DiffusionBench:扩散Transformer的整体评估基准
阅读原文· arxiv.org当前扩散Transformer(DiT)研究集中于ImageNet类别条件生成单一评估设置,方法排名与文生图(T2I)任务间无强相关。NanoGen框架统一了DiT训练与评估:在ImageNet上匹配SOTA基线,仅需修改12行配置即可训练T2I模型,两种任务训练计算量相当。基于NanoGen训练21个潜在扩散模型后,三个指标上ImageNet与T2I排名间的Pearson相关系数为-0.377至-0.580,表明仅靠ImageNet FID改进未必反映T2I真实进步。为此整合ImageNet与T2I结果形成DiffusionBench,作为替代单一ImageNet评估的DiT整体基准。
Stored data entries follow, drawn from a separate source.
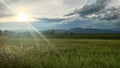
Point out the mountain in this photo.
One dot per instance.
(80, 31)
(90, 31)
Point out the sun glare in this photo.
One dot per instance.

Diffusion transformer (DiT) research on image generation has converged to a single evaluation setup: class-conditional generation on ImageNet. While methods improve the FID and related metrics, it is increasingly unclear whether they reflect real progress in generative modeling. The natural alternative, i.e., text-to-image (T2I) generation, is perceived as too costly or inconvenient to train and evaluate and is often skipped. We argue that this perception no longer holds. We introduce NanoGen, a unified DiT training and evaluation framework. NanoGen matches state-of-the-art DiT baselines on ImageNet and, with 12 lines of configuration change, also trains competitive text-to-image models. It currently supports RAE, VAE, pixel-space, and MeanFlow diffusion methods under both ImageNet and T2I setups. Under NanoGen, training T2I requires comparable compute to ImageNet. After training 21 latent diffusion models with NanoGen, we observe that method ranking shows no strong correlation between ImageNet and T2I generation: Pearson correlation is between -0.377 and -0.580 across three metrics. This suggests that a method which improves class-conditional ImageNet FID may show no corresponding improvement on T2I, clearly indicating the necessity of evaluating DiTs on both tasks. To this end, we summarize ImageNet and text-to-image results, which yields DiffusionBench, a holistic benchmark for DiT research. We recommend reporting DiffusionBench in place of ImageNet alone: methods that improve DiffusionBench are more likely to reflect broader progress.